[ldap] Re: best practice to attach binary documents to entries?

2009-01-14 Thread Howard Chu
Ignoring the issue of DB efficiency for a moment (it's a moot point I think; 
any directory server today is using a DB engine with exactly the same 
storage/data management technologies as any other DBMS), it's important to 
note that the LDAP protocol (and current implementations of LDAP) are not 
suited to filesystem-style operations. In particular, remote filesystem 
protocols generally will break up large data access requests into blocks (page 
sized or some other VM-efficient size). LDAP doesn't work that way, it moves 
data around as a single monolithic piece. This has efficiency implications for 
the LDAP server, the network, as well as the LDAP client. Accessing a large 
document that resides inside an LDAP server will temporarily consume a large 
amount of memory (slightly in excess of the actual document size) while the 
entry is accessed and transmitted to the client. In contrast, a server 
designed for file operations will be able to transmit a series of small 
blocks, thus using very small amounts of memory on the server side, as well as 
imposing a lower sustained load on the network. Even with an optimized server 
that streams data efficiently from disk to ASN.1 to the network, the client 
will have to keep everything in memory at once while it parses the received data.

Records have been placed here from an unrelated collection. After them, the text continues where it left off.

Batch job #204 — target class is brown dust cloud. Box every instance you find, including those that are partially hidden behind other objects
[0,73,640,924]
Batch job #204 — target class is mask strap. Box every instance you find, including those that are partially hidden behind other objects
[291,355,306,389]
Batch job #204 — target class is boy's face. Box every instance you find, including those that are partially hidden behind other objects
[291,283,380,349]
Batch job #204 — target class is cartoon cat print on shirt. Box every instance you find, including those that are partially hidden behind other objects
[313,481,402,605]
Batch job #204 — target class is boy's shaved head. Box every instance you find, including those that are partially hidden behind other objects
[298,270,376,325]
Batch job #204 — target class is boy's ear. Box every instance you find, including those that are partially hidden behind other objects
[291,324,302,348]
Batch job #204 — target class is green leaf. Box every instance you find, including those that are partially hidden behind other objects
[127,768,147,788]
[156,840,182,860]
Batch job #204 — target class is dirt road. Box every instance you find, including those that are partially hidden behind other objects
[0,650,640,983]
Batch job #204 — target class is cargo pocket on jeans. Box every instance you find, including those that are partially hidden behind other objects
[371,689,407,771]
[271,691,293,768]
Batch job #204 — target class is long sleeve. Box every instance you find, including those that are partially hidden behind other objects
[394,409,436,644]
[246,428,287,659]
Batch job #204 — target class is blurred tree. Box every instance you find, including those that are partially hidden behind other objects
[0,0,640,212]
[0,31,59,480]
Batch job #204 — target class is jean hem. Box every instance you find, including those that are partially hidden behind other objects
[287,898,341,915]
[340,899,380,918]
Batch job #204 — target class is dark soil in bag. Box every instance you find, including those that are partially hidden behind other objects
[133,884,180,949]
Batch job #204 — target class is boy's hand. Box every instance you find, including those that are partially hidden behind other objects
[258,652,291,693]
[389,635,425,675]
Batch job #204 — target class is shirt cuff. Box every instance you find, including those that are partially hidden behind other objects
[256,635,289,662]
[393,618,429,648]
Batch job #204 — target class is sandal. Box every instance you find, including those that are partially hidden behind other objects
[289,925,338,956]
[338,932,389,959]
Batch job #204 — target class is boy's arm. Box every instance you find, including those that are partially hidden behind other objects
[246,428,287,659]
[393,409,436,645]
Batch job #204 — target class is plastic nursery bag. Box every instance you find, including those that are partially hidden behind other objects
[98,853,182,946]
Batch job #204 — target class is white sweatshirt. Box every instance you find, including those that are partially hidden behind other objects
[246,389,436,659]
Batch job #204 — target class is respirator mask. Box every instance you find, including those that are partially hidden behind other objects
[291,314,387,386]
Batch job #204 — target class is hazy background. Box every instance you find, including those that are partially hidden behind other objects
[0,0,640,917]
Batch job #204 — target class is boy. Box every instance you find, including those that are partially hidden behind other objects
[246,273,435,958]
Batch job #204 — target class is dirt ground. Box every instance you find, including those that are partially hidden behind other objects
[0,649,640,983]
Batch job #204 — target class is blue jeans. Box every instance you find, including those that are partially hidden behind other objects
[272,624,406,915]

So yes, while I generally like using LDAP as much as possible, I don't believe 
this is a wise use of the protocol. Use a pointer to a document server, 
something that's purpose-built for serving files.

--
   -- Howard Chu
   CTO, Symas Corp.   http://www.symas.com
   Director, Highland Sun http://highlandsun.com/hyc/
   Chief Architect, OpenLDAP  http://www.openldap.org/project/




[ldap] Re: best practice to attach binary documents to entries?

2009-01-14 Thread ddamon
You won't need a consistency-checking tool if you use a revision software 
such as CVS, Baazar, Darcs, etc. on your documents on the file server.

Regards,
David Damon
Senior Systems Integration Analyst




"Mark H. Wood"  

Sent by: [email protected]
01/14/2009 10:07 AM

To
[email protected]
cc

Subject
[ldap] Re: best practice to attach binary documents to entries?






Option 4:  store the documents on some file server -- it doesn't have
to be the directory's host -- under any convenient naming scheme.
Define an attribute to hold the list of file paths associated with a
given object.

Mapping files by path allows you to change your mind about how you
want to arrange them in the filesystem without having to rearrange
what has already been stored, and decouples the file store from
dependency on the structure of your directory.

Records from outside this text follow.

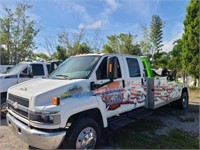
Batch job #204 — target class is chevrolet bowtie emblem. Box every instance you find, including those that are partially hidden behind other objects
[13,102,18,109]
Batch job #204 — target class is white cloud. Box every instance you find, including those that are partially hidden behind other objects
[106,0,119,10]
[55,0,93,22]
[71,3,93,22]
[122,0,152,17]
[79,20,101,29]
[162,23,184,52]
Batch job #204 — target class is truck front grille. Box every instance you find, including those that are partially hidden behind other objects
[8,94,29,119]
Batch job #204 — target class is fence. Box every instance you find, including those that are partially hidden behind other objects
[0,65,13,73]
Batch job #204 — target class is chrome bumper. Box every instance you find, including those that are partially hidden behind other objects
[6,113,66,149]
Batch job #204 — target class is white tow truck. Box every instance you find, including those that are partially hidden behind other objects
[0,61,60,118]
[7,54,189,149]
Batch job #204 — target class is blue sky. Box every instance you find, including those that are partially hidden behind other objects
[0,0,189,51]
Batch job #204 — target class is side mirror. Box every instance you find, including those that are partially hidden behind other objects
[107,57,118,80]
[27,66,33,78]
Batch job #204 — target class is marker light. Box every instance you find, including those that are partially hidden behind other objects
[109,64,112,72]
[52,97,60,106]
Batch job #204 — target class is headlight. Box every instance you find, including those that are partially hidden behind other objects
[30,112,61,124]
[40,115,55,123]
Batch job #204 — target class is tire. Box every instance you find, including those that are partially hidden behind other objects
[1,98,8,119]
[177,92,189,109]
[61,118,101,149]
[28,145,38,150]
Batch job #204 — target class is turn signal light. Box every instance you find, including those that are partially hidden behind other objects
[52,97,60,106]
[109,64,112,72]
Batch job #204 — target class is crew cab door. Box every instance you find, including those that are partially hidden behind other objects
[123,56,146,110]
[18,64,45,83]
[94,56,128,117]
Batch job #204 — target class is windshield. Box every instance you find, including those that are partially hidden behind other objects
[50,56,100,79]
[6,63,27,74]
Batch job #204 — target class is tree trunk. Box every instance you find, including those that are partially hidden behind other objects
[193,78,197,87]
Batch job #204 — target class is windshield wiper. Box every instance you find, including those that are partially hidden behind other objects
[56,74,69,79]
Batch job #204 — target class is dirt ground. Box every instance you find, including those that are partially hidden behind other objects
[0,95,200,150]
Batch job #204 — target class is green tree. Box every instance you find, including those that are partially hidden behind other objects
[182,0,200,86]
[167,39,182,72]
[140,25,152,55]
[103,33,141,55]
[56,45,67,61]
[58,29,91,57]
[150,15,164,54]
[0,2,39,64]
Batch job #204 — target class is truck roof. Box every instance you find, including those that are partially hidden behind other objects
[72,53,141,58]
[20,61,50,64]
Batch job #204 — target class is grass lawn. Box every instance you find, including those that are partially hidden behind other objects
[109,119,199,149]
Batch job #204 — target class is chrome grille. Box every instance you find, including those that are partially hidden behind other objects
[7,94,29,118]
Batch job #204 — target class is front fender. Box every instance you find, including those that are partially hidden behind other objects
[61,96,108,128]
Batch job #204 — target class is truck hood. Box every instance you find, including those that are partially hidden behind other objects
[9,78,90,108]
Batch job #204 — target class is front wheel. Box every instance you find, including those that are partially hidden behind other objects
[61,118,101,149]
[178,92,189,109]
[1,98,8,119]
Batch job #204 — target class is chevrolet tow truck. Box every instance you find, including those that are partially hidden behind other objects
[7,54,189,149]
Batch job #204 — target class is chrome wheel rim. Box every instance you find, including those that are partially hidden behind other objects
[76,127,97,149]
[1,102,7,116]
[182,95,187,108]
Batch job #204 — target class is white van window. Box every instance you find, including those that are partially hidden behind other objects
[126,58,141,77]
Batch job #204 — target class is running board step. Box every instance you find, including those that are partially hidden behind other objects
[108,108,152,130]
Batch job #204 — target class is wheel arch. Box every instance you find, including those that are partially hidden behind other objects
[181,87,189,99]
[66,108,107,128]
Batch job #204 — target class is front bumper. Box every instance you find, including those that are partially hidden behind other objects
[7,113,66,149]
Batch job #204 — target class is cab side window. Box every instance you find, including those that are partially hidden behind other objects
[96,57,122,80]
[126,58,141,77]
[19,67,28,78]
[31,64,44,76]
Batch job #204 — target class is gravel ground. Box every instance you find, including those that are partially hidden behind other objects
[0,99,200,150]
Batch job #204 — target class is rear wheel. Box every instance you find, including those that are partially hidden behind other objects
[61,118,101,149]
[1,98,8,119]
[177,92,189,109]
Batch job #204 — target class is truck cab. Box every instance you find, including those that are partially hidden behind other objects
[7,54,188,149]
[0,61,58,118]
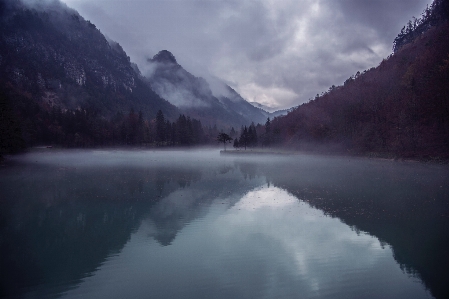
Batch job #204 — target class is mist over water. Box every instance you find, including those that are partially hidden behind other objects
[0,149,449,298]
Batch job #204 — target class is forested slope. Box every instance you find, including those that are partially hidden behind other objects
[272,1,449,159]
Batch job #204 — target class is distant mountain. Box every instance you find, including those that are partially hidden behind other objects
[143,50,266,127]
[272,0,449,159]
[0,0,179,118]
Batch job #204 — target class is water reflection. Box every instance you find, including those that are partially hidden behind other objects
[63,186,430,298]
[0,151,449,298]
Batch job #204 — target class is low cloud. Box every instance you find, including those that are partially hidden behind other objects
[64,0,431,108]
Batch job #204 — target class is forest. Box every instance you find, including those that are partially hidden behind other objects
[270,0,449,160]
[0,0,449,160]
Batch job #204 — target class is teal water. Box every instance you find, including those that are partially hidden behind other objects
[0,150,449,298]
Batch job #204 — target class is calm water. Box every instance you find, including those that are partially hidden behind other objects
[0,150,449,298]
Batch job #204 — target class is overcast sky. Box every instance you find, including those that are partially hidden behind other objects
[62,0,432,108]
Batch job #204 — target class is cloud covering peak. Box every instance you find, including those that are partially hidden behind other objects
[63,0,431,108]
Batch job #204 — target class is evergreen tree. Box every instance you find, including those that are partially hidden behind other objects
[239,126,249,151]
[217,133,232,151]
[156,110,166,145]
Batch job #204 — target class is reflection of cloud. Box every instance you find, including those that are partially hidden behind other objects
[61,187,429,298]
[233,187,298,210]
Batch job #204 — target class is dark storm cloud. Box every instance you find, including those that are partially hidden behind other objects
[64,0,431,108]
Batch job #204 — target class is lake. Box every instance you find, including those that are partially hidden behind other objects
[0,149,449,298]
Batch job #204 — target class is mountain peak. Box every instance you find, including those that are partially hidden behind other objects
[151,50,178,64]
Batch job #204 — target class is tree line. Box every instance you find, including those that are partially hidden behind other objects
[0,84,234,155]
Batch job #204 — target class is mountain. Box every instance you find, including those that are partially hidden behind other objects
[0,0,179,118]
[272,0,449,159]
[144,50,266,127]
[249,102,289,118]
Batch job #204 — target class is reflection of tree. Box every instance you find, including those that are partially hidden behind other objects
[261,158,449,298]
[236,162,257,180]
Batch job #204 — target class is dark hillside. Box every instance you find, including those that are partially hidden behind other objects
[0,0,178,118]
[272,3,449,159]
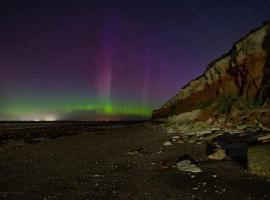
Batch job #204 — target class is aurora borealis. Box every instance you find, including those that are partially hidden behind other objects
[0,0,270,120]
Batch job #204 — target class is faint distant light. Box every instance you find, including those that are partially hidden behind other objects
[44,116,57,121]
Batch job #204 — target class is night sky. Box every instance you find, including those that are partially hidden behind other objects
[0,0,270,120]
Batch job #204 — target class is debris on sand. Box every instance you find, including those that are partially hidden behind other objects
[163,141,172,147]
[208,148,226,160]
[128,148,143,156]
[176,155,202,173]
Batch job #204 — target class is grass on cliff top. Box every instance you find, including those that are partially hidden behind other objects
[197,95,261,114]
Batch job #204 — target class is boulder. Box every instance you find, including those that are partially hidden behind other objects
[176,160,202,173]
[163,141,172,147]
[208,148,226,160]
[247,144,270,177]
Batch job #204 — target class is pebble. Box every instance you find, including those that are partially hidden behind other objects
[163,141,172,146]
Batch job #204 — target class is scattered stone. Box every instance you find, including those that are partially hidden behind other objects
[176,140,185,144]
[259,123,270,131]
[247,144,270,177]
[176,160,202,173]
[257,134,270,143]
[163,141,172,147]
[167,128,176,134]
[208,149,226,160]
[128,148,143,156]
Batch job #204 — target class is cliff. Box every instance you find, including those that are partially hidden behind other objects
[152,22,270,119]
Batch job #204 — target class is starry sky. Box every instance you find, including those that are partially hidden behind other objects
[0,0,270,120]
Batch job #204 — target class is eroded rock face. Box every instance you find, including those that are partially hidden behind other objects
[152,22,270,119]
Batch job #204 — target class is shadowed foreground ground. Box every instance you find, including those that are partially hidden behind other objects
[0,124,270,200]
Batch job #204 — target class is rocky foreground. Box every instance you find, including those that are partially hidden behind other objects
[0,122,270,200]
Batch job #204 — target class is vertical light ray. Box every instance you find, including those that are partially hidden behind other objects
[97,14,115,111]
[142,49,151,107]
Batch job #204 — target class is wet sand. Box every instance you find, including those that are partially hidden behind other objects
[0,124,270,200]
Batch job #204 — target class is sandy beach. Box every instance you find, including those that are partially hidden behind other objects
[0,124,270,200]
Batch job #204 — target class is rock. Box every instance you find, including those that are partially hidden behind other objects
[208,149,226,160]
[166,128,176,134]
[259,123,270,131]
[176,160,202,173]
[128,148,143,156]
[172,135,180,140]
[247,144,270,177]
[163,141,172,147]
[212,174,217,178]
[257,134,270,143]
[176,140,185,144]
[171,135,180,142]
[152,22,270,120]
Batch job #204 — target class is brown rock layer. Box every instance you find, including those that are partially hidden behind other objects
[152,22,270,119]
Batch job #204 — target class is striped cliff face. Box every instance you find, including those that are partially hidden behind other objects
[152,22,270,119]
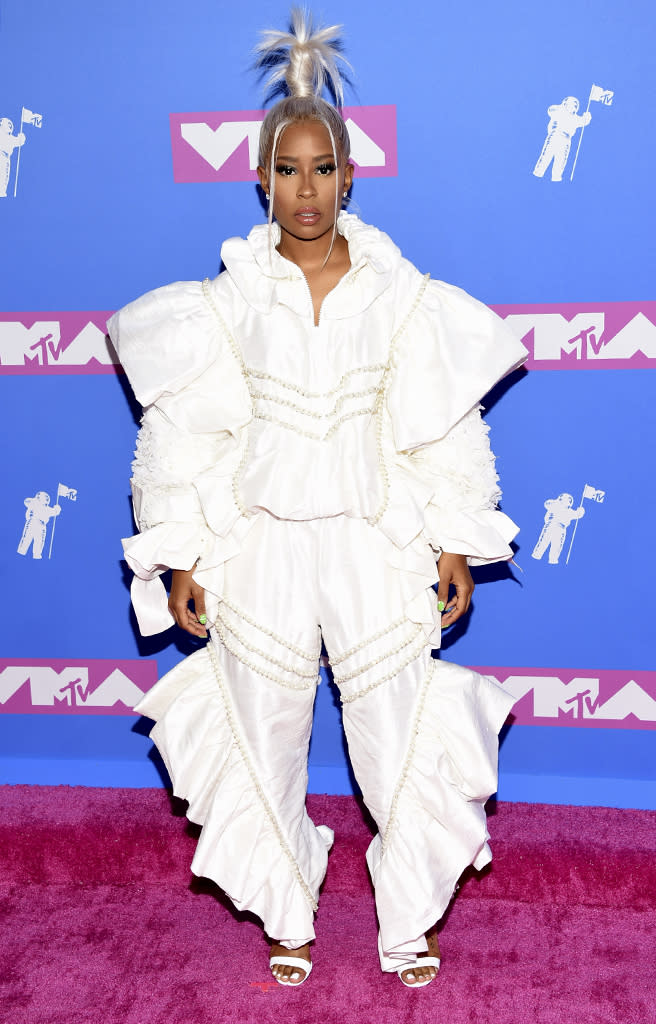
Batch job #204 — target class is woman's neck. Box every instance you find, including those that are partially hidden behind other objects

You still need to build the consistency-checking tool mentioned by
another poster.

-- 
Mark H. Wood, Lead System Programmer   [email protected]
Friends don't let friends publish revisable-form documents.
[attachment "atti3jpx.dat" deleted by David Damon/US/Schenker] 


[ldap] Re: best practice to attach binary documents to entries?

2009-01-14 Thread Mark H. Wood
Option 4:  store the documents on some file server -- it doesn't have
to be the directory's host -- under any convenient naming scheme.
Define an attribute to hold the list of file paths associated with a
given object.

Mapping files by path allows you to change your mind about how you
want to arrange them in the filesystem without having to rearrange
what has already been stored, and decouples the file store from
dependency on the structure of your directory.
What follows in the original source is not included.